Ernährung
Mehrheit der Bürger präferiert Nutri-Score
Im Urteil der Bundesbürger ist die Nutri-Score-Ampel im Vergleich zum „Wegweiser Ernährung“ von Bundeslandwirtschaftsministerin Klöckner verständlicher. Zudem erleichtert er die Auswahl gesunder Lebensmittel.
Veröffentlicht:BERLIN. Zwischen 87 und 90 Prozent der Deutschen ab 18 Jahren sind der Meinung, dass die Nutri-Score-Ampel auffallend ist, eine sinnvolle Farbgebung hat und schnell erfassbar ist. Diese Eigenschaften billigen hingegen nur zwischen zwei und fünf Prozent dem vom Max- Rubner-Institut im Auftrag des Bundeslandwirtschaftsministeriums entwickelten Kennzeichnungsmodell „Wegweiser Ernährung“ zu.
Dies ist das Ergebnis einer Repräsentativbefragung des Meinungsforschungsinstituts Forsa unter 1003 Bundesbürgern über 18 Jahre im Auftrag von ärztlichen Berufsverbänden, medizinischen Fachgesellschaften und der Verbraucherorganisation foodwatch.
„Die Verbraucher wollen den Nutri-Score. Diese Nährwert-Ampel hat zuvor in über 35 wissenschaftlichen Studien ihre Wirksamkeit bewiesen“, sagte Barbara Bitzer, Sprecherin des Wissenschaftsbündnisses DANK und Geschäftsführerin der Deutschen Diabetes Gesellschaft (DDG) bei der Vorstellung der Umfrageergebnisse am Mittwoch in Berlin.

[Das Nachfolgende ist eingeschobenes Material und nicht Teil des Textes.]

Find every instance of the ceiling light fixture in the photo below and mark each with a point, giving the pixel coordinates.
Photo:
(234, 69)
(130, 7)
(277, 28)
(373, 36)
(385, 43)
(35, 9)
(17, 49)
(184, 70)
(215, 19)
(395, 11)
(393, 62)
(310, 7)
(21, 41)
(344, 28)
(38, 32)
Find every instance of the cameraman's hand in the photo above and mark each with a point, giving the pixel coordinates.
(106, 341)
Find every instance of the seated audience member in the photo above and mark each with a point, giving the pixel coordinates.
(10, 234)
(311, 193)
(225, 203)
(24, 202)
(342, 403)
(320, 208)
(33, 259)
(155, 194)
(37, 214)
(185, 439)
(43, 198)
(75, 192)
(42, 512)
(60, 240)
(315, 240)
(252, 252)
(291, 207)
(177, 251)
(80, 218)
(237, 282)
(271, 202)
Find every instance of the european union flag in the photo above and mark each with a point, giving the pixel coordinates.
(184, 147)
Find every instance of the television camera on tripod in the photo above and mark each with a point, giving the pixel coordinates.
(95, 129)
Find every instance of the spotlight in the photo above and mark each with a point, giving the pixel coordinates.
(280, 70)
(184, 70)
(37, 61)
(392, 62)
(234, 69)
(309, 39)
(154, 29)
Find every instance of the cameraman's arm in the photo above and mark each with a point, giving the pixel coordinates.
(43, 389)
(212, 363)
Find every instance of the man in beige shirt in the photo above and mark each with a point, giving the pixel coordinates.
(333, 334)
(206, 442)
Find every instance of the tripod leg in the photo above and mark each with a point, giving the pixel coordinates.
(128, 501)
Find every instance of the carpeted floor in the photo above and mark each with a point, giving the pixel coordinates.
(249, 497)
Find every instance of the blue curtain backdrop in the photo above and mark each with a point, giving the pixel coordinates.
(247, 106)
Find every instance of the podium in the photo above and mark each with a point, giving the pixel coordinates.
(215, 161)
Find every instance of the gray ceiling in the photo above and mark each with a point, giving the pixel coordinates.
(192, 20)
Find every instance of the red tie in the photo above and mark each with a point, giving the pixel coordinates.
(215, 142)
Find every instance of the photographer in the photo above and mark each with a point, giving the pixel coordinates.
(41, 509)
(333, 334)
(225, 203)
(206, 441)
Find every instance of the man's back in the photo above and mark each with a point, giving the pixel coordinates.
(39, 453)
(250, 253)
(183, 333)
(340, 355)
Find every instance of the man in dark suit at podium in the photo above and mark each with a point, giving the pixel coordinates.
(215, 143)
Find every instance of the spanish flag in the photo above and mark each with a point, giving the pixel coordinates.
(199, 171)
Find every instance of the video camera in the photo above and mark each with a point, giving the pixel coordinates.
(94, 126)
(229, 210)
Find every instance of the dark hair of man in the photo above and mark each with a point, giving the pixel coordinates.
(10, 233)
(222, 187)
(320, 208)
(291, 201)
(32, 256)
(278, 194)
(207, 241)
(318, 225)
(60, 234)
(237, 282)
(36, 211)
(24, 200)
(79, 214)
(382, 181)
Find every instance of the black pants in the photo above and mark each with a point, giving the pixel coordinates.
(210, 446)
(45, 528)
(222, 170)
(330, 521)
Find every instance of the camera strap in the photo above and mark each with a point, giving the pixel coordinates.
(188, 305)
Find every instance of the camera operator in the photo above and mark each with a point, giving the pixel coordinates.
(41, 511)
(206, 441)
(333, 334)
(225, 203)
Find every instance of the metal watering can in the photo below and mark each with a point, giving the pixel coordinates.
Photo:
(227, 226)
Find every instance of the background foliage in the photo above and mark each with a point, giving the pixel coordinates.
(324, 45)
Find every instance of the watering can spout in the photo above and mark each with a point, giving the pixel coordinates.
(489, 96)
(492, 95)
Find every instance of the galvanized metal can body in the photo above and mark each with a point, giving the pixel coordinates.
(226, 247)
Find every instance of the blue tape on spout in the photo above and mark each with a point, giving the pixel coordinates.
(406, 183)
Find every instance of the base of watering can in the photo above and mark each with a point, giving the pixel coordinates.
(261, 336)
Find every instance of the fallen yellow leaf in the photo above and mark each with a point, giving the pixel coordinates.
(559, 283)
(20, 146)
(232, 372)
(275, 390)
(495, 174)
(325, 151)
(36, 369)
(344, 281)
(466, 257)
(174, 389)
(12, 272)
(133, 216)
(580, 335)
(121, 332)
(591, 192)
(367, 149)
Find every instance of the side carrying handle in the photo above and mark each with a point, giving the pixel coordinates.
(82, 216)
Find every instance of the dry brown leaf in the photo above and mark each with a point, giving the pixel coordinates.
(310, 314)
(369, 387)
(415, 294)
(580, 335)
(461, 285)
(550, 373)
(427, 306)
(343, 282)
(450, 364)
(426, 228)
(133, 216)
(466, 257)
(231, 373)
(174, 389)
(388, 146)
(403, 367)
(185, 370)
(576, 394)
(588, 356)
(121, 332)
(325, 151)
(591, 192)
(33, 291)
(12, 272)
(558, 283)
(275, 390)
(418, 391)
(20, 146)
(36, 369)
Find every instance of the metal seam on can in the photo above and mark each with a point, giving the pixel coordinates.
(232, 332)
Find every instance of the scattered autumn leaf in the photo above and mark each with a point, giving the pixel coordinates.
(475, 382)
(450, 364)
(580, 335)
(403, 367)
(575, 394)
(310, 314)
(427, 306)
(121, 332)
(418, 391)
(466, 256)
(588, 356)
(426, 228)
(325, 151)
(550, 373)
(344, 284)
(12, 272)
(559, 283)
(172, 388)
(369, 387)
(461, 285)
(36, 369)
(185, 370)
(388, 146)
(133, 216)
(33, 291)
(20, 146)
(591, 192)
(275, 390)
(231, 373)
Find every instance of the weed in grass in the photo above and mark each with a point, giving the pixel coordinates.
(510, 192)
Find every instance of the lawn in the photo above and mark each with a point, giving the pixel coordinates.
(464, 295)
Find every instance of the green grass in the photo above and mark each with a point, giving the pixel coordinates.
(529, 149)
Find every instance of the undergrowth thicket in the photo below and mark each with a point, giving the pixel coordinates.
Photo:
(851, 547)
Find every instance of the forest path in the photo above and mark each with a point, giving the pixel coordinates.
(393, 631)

Nur in einem Punkt punktet das Klöckner-Modell
Lediglich in einem Punkt schneidet der „Wegweiser Ernährung“ mit 50 zu 32 Prozent besser ab als der Nutri-Score: Er liefert mehr Informationen – diese sind allerdings auch auf der Verpackung der Lebensmittel aufgeführt. Der Preis für die Detail-Informationen ist: Der Wegweiser wird von 60 bis 65 Prozent der Verbraucher als verwirrend und kompliziert bewertet.
Von besonderer Bedeutung ist, dass die Botschaft von den problematischen Zielgruppen – Menschen aus unteren sozialen Schichten mit niedrigem Bildungsgrad, Übergewicht und Adipositas – verstanden wird. Diese Funktion erfüllt der Nutri-Score deutlich besser als der „Wegweiser Ernährung“: Zwischen 80 und 90 Prozent dieser Teilpopulation, für die eine Nährwert-Ampel zur Orientierung besonders wichtig wäre, halten sie für verständlich und schnell erfassbar.
Professor Berthold Koletzko, Vorsitzender der Ernährungskommission der Deutschen Gesellschaft für Kinder- und Jugendmedizin sagte dazu: „Wenn Eltern einen geringen Bildungsstand haben oder übergewichtig sind, dann haben ihre Kinder ein deutlich erhöhtes Risiko, ebenfalls dick zu werden.“ Inzwischen sei der Anteil der adipösen Kinder aus Unterschichten 4,3-mal so hoch wie der aus Oberschichten.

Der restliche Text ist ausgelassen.